However, our comprehensive molecular testing of pancreatobiliary neoplasms demonstrated the recurrent presence of DNAJB1-PRKACA fusions in a subset with oncocytic features. Here, we discuss the clinicopathologic and molecular features of these pancreatobiliary neoplasms.
Methods
The study was approved by the institutional review board
Memorial Sloan Kettering Cancer Center institutional database of 34830 solid neoplasms that underwent clinical sequencing testing with MSK-IMPACT (n = 33,634) or MSK-Fusion Panel (n = 1196) assays as well as the authors’ prior research cohorts of 23 pancreatic and biliary intraductal oncocytic papillary neoplasms [5,6,7,8] were searched for cases with fusions involving DNAJB1 or PRKACA, the specific DNAJB1-PRKACA fusion in particular. MSK-IMPACT is a hybridization capture-based next-generation sequencing assay that assesses the coding regions as well as selected promoter and intronic regions of 410 genes (n = 23849) or 468 genes (n = 9785), depending upon the version of the test employed, for mutations, amplifications, deletions, selected structural rearrangements (including DNAJB1-PRKACA fusions), and microsatellite status against a patient’s matched normal [9,10,11]. Only cases tested using the newer (01/30/2015 or later) versions of the MSK-IMPACT panel (MSK-IMPACT 410 or 468) were included as the previous versions did not include probes that specifically target DNAJB1 intronic rearrangements. The MSK-Fusion assay is a custom targeted, RNA-based panel that utilizes Archer Anchored Multiplex PCR technology and next-generation sequencing to detect gene fusions in 62 genes (including DNAJB1, PRKACA, and ATP1B1) known to be involved in chromosomal rearrangements [12,13,14]. These custom assays have been validated and approved for the clinical use at Memorial Sloan Kettering Cancer Center by the New York State Department of Health Clinical Laboratory Evaluation Program.

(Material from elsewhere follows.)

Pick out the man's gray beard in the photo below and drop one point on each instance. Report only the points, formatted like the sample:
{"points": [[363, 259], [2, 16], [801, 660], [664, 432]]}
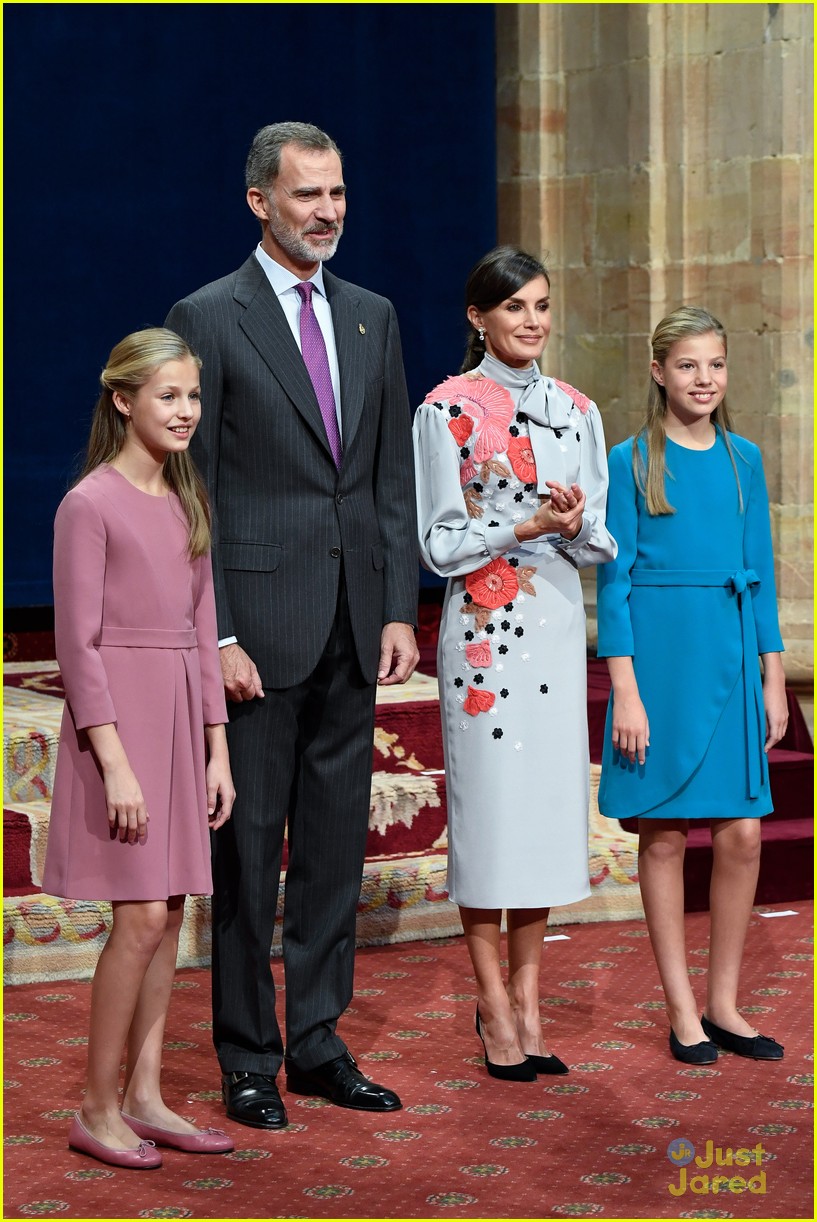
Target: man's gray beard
{"points": [[297, 246]]}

Separately, the Cancer Genome Atlas database [15, 16] was also searched for additional cases with fusions involving these genes.

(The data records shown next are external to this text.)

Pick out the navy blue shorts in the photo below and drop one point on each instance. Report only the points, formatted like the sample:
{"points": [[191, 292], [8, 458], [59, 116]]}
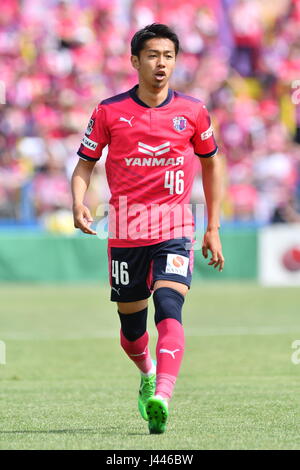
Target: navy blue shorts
{"points": [[134, 270]]}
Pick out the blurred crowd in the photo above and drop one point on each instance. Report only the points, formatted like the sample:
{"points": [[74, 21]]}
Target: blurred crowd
{"points": [[58, 59]]}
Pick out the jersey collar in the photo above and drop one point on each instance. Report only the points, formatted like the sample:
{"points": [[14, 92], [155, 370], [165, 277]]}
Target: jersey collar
{"points": [[135, 98]]}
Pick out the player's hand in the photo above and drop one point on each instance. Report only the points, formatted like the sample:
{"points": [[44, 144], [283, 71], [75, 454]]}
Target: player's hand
{"points": [[211, 242], [83, 219]]}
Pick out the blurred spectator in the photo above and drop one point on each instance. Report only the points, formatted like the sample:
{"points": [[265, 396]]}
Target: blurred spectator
{"points": [[58, 58]]}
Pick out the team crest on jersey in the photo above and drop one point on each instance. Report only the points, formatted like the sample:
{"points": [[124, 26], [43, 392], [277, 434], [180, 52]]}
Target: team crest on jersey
{"points": [[179, 123], [90, 127]]}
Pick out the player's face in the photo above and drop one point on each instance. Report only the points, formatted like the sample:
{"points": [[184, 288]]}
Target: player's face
{"points": [[156, 62]]}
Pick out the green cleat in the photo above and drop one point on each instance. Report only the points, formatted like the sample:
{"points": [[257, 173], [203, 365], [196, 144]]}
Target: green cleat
{"points": [[146, 391], [157, 411]]}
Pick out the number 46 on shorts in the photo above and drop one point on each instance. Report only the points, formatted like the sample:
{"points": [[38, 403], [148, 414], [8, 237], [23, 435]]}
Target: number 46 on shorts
{"points": [[119, 271]]}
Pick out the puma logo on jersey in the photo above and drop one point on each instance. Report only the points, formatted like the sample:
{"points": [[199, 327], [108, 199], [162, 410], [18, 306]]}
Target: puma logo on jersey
{"points": [[172, 353], [117, 290], [154, 151], [126, 120]]}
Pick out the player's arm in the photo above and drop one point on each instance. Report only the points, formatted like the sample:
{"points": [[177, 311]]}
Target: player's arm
{"points": [[206, 148], [79, 184], [212, 184]]}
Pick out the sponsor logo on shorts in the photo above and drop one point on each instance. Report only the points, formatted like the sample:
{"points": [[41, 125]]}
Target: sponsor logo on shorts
{"points": [[177, 264], [90, 127], [90, 144]]}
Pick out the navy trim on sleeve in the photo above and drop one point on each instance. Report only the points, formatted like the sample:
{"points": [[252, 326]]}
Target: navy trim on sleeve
{"points": [[85, 157], [207, 155]]}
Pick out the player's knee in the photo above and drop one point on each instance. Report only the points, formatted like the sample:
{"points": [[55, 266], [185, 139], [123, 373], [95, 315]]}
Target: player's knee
{"points": [[133, 325], [168, 303]]}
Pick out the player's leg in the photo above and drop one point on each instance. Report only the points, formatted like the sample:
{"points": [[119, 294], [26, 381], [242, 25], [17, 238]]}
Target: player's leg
{"points": [[168, 300], [133, 334], [135, 341], [128, 269], [172, 276]]}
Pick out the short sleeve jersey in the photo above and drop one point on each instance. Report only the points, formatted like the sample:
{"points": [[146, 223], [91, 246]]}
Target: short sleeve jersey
{"points": [[151, 163]]}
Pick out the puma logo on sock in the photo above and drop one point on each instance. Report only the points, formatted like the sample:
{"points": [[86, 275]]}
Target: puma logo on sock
{"points": [[172, 353]]}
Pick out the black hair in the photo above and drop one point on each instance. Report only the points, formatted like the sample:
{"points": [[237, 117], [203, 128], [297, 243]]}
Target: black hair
{"points": [[155, 30]]}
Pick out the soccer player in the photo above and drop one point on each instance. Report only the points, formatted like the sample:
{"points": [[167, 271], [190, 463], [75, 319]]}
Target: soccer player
{"points": [[155, 137]]}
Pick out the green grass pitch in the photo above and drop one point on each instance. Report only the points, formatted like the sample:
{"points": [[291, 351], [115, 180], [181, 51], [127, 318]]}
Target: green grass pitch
{"points": [[67, 384]]}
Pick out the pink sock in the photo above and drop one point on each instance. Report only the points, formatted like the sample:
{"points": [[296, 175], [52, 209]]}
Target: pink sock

Histologic sections of the cases with DNAJB1-PRKACA fusions in the institutional database were evaluated to characterize the diagnostic features of the neoplasms [slides of the primary neoplasm and metastases (if applicable) were reviewed and tissue from the primary was tested]. Available medical records, including pathology reports, were reviewed to obtain clinical data and outcome.
The cases with DNAJB1-PRKACA fusions, for which additional material was available (n = 3), underwent FISH analysis following the standard protocols. Briefly, 4-µm-thick tissue sections were de-paraffinized, followed by dehydration in 100% ethanol. Tissues were treated with pepsin for 10–25 min, followed by fixation in 10% formalin, and dehydration in a series of 70%, 85, and 100% ethanol. The PRKACA break-apart probe set (Empire Genomics, Buffalo, NY) consists of two BAC probes for the 5′PRKACA region (383 kb, labeled in spectrum red) and 3′PRKACA region (542 kb, labeled in spectrum green), respectively. After applying the FISH probes to the tissue, both tissue and probes were co-denatured, hybridization was set at 37 °C overnight, followed by posthybridization washing, and counterstained with DAPI. Signal analysis was performed in combination with morphology correlation, and at least 100 interphase cells within the marked tumor area were evaluated and imaged using a Zeiss fluorescence microscope coupled with Metasystems ISIS software (Newton, MA).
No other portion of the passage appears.